It may be one step closer, but it’s still not a complete endorsement.
Daimler’s Mercedes-Benz trucks have been approved for renewable diesel. However, that approval does not extend to trucks that Daimler markets and sells in North America.
When Hard Working Trucks contacted Daimler Trucks North America about its stance on renewable diesel this week the company responded, “This only applies to Mercedes-Benz Trucks which are not marketed and sold in the U.S. This is a Mercedes-Benz Trucks topic. COM Manager copied. No further comment from DTNA.”
Mercedes approved the use of the hydrotreated biofuel in its heavy duty OM 470 and OM 471 engines as well as medium duty OM 936 and OM 934 variants.
Though components vary, trucks in North America do share some of the same engine blocks as their European counterparts.
For instance in January, 2013 Mercedes reported that the engine block used in its then new OM 473 had undergone “extensive testing in North America, where for the past five years over 100,000 units of the same engine block have already been in use as Detroit Diesel DD 16 and 15 with two different engine capacities (15.6 liter and 14.8 liter).”
But the block may be one of the few things that the engines share in common.
“In Europe, only the larger 15.6 liter variant is used.

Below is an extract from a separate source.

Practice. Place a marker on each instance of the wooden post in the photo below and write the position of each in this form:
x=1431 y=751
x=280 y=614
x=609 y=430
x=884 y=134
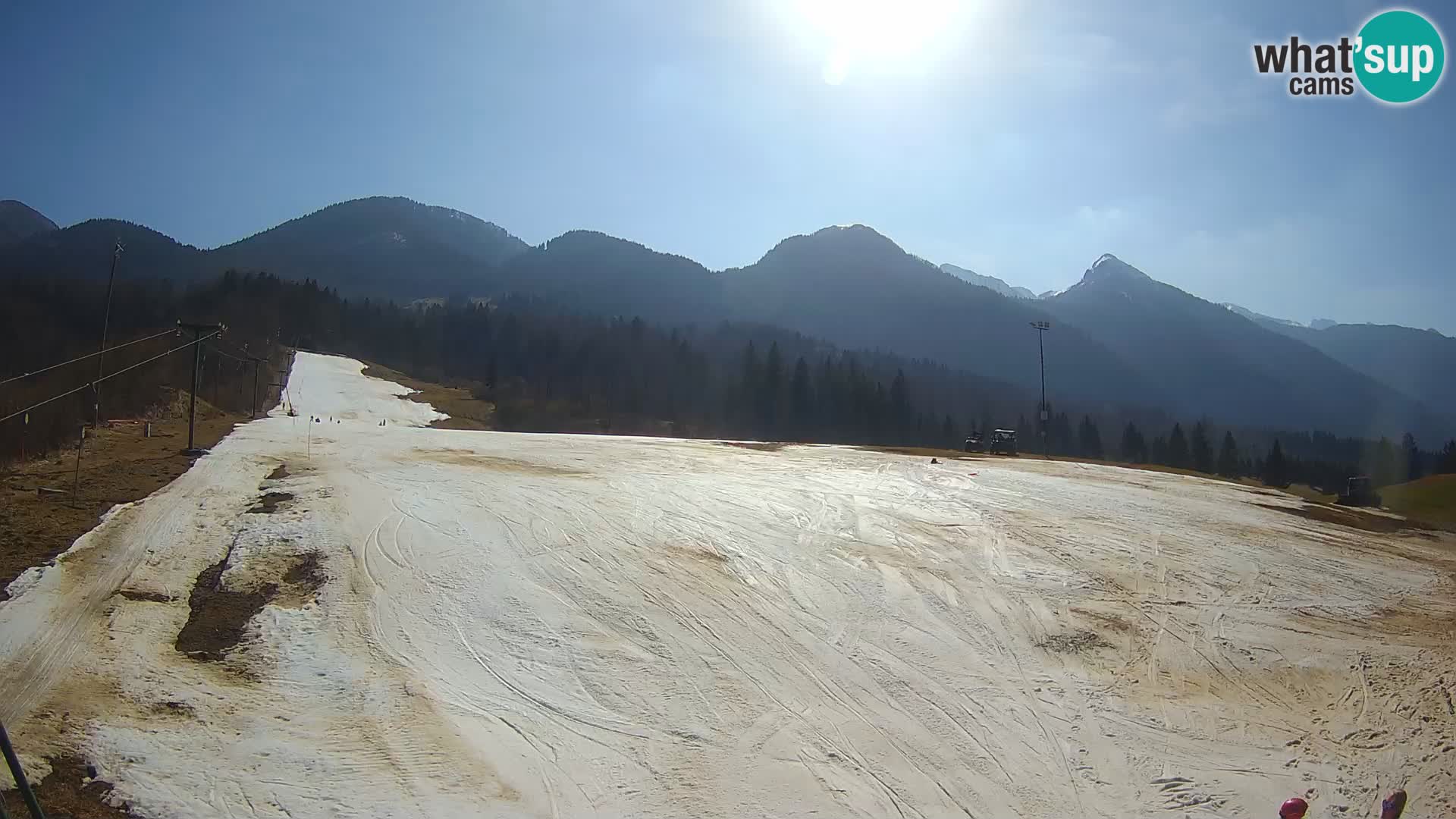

It differs from the American powerplants by more than 200 parts. The different manufacturing plants – the units for Detroit Diesel are produced in North America – make the distinctions clear,” the Mercedes press release states.
Renewable diesel has been gaining traction in the U.S.
The State of California announced in December that its state-wide fleet would be using renewable diesel in place of bio diesel.
Mack and Volvo Trucks approved the fuel earlier this year. UPS has been using renewable diesel for over a year and besides being pleased with its lower emissions the company reports that the fuel possess beneficial synthetic properties similar to synthetic motor oil.
Neste, the largest provider of renewable diesel in North America, states that their fuel lowers greenhouse emissions by up to 90 percent when compared to conventional diesel.
Unlike biodiesel, the complex refinement that renewable, or synthetic diesel undergoes renders it into a fuel that meets all U.S. emissions standards. Since its chemical structure matches conventional diesel, it can be used directly as a substitute. No retrofitting is required.